Moody's chief economist Mark Zandi said: They made a mistake. They should have cut rates months ago. It seems like a quarter-point cut in September will not be enough. It should be a half-point cut with a clear signal that they will be more aggressive in normalizing (cutting) rates than they have been signaling.

EY Parthenon chief economist Gregory Daco agreed that the July meeting was a missed opportunity for the Fed, saying it would have been more ideal if the central bank had delivered its first rate cut in June.

“If you have a forward-looking perspective, you see that the overall data points to a slowdown in economic activity, a slowdown in labor market momentum, and a continued decline in inflation, which is what the Fed was really looking for,” he added.

It’s not just economists who accuse the central bank of being behind the curve. On Friday, August 2, Democratic Senator Elizabeth Warren—a fierce critic of Powell who had urged him to cut interest rates before this week’s decision—called on the Fed chairman to take immediate action.

“He has been warned time and time again that waiting too long could send the economy into a tailspin,” she wrote on her X site. “The jobs data is flashing red. Powell needs to cancel his summer vacation and cut rates now — not wait six weeks.”

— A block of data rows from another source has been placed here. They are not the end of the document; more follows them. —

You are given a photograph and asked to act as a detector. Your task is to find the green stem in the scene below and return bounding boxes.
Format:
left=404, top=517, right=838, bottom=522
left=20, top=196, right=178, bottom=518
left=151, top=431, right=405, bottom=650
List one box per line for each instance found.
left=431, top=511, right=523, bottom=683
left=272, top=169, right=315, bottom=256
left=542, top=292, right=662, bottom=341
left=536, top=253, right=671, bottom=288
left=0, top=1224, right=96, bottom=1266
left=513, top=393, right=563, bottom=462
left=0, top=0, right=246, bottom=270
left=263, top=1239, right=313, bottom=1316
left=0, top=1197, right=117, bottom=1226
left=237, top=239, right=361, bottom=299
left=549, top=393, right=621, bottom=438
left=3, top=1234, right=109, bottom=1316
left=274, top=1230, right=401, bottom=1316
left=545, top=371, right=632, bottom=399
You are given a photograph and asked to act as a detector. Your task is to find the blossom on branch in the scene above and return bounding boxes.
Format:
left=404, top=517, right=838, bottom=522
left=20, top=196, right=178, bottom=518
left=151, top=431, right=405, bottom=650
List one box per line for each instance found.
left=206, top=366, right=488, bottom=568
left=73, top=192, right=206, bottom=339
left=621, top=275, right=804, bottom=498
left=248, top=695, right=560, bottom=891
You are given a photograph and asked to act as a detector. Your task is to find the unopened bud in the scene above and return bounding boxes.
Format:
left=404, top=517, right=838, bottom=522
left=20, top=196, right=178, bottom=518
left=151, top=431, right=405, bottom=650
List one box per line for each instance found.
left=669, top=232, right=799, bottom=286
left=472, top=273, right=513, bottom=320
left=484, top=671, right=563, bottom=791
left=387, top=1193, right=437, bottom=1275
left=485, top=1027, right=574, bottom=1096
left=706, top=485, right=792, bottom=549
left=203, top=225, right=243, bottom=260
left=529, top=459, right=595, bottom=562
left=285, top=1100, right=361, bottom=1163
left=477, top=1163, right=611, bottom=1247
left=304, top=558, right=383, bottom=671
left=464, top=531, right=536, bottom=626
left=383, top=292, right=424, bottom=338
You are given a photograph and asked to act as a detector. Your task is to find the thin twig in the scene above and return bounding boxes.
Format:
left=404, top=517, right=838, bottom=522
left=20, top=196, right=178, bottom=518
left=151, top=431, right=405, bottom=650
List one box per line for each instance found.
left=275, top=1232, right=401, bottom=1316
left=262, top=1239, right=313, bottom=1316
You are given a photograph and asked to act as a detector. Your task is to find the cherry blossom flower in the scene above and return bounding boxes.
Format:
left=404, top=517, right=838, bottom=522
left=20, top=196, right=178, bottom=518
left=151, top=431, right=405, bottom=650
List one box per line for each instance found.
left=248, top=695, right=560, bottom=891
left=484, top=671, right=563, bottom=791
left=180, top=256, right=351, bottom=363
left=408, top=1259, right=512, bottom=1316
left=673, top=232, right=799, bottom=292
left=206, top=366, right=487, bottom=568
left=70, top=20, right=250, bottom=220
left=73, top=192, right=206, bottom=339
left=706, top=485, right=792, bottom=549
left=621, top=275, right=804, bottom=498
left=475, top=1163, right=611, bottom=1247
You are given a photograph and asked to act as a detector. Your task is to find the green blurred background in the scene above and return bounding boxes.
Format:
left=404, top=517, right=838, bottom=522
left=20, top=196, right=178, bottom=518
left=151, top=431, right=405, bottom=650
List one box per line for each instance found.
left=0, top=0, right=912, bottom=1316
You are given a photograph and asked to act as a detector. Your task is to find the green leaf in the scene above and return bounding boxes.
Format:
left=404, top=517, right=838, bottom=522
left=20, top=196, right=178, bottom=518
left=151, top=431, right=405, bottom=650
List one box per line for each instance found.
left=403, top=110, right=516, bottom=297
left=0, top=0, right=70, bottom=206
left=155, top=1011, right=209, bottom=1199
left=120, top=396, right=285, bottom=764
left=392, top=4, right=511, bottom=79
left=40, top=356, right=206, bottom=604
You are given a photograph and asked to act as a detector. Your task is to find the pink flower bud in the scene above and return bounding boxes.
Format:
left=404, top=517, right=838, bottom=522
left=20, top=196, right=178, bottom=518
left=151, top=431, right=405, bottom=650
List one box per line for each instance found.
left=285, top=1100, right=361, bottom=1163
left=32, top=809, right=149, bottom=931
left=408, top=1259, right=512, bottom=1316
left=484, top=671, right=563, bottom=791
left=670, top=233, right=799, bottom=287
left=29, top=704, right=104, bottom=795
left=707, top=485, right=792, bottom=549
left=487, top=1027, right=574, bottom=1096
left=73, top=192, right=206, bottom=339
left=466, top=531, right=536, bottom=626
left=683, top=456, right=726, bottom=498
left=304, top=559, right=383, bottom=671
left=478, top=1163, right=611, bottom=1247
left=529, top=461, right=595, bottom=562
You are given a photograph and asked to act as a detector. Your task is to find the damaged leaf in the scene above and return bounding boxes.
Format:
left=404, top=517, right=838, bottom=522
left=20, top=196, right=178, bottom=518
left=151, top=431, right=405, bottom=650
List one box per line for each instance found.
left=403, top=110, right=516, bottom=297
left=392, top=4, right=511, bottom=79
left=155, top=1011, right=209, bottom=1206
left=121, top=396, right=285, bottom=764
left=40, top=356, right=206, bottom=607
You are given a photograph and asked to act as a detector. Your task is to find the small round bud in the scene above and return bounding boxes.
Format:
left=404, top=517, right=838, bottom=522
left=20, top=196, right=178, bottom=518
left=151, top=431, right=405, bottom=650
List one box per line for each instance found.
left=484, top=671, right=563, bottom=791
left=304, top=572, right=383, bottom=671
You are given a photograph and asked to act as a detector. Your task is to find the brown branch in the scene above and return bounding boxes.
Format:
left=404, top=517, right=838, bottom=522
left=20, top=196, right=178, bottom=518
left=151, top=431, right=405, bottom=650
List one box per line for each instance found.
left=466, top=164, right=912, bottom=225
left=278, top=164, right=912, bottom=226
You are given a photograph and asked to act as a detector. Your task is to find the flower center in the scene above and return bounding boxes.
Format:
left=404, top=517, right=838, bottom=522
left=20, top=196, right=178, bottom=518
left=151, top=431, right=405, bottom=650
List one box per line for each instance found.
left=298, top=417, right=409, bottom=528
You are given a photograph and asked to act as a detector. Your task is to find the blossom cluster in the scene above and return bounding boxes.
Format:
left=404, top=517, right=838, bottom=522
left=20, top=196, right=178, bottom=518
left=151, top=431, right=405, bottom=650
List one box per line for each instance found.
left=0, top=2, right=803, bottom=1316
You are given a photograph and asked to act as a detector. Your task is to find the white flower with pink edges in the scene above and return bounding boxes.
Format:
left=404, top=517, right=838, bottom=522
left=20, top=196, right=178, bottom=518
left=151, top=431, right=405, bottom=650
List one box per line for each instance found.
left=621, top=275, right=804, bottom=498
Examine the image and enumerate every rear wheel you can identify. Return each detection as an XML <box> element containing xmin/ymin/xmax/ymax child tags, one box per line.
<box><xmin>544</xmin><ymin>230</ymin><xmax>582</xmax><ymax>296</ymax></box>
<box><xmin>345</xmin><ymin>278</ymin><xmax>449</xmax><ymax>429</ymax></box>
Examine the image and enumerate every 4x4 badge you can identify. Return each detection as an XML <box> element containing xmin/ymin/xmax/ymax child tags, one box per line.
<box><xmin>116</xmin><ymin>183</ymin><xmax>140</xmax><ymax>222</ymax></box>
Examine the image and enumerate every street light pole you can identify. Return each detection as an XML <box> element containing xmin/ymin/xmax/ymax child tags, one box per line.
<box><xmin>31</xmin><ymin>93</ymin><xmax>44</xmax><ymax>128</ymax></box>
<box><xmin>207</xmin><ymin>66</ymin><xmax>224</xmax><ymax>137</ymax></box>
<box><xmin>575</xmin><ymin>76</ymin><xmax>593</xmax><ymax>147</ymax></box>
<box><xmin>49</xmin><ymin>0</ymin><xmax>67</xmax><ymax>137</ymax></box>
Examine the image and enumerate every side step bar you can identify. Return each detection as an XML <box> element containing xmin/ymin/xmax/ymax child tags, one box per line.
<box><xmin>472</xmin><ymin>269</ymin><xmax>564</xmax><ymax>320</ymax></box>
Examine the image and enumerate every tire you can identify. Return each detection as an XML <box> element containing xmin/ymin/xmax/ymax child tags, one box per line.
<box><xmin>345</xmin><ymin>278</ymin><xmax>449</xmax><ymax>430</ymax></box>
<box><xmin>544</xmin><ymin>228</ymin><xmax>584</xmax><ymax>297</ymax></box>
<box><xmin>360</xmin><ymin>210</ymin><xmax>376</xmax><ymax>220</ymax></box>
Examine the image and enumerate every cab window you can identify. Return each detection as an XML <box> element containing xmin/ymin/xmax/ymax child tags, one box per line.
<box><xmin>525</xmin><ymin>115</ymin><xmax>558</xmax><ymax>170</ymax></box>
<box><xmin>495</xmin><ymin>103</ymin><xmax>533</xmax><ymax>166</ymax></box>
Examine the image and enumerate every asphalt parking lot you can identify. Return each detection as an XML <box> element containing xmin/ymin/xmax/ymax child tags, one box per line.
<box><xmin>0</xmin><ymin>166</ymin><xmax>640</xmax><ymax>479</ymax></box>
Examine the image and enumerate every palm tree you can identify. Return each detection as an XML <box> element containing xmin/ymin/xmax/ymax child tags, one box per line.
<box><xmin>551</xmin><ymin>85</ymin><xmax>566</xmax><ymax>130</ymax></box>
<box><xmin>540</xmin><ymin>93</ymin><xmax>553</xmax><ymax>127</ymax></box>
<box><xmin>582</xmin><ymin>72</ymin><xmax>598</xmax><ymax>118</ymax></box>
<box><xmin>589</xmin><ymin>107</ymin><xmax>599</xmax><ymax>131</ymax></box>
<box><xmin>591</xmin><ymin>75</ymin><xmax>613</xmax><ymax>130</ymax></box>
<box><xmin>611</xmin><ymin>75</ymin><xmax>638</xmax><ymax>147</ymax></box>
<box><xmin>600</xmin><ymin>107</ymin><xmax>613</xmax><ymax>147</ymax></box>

Wall Street cuts expectations

Following the jobs report, traders in the Fed funds futures markets increased bets that the U.S. central bank will cut interest rates by more than a full percentage point this year, meaning as many as two half-point cuts given there are only three meetings left in 2024. Before the report, market participants had priced in a total of 0.75 percentage points of cuts for the year.

On Friday, Wall Street banks quickly revised their forecasts, with JPMorgan and Citigroup formally calling for two half-point cuts in September and November followed by quarter-point cuts at each meeting after that until the interest rate reaches a neutral level that does not constrain growth.

Chicago Fed President Austin Goolsbee shared some concerns about the labor market on Friday, but urged against a knee-jerk reaction. “We never want to overreact to any one month’s numbers,” he said.

Fed officials and economists have taken some comfort from the fact that the world’s largest economy appears far from collapsing. Powell said Wednesday, July 31, that the chances of a so-called hard landing — where inflation returns to its target and leads to a recession — remain low.

He said: I don't see any reason to believe that this economy is either overheating or weakening sharply, that's not in the data right now.

Last quarter, the U.S. economy grew by about 3%. Moreover, consumers are still spending and employers are still hiring, even if both are happening at a slower pace.

Bank of America’s former Fed chief economist Michael Gapen acknowledged the economy was cooling but said it had not yet cracked. But in a warning shot to the Fed, he added: If they don’t cut rates, they risk creating a recession they don’t want.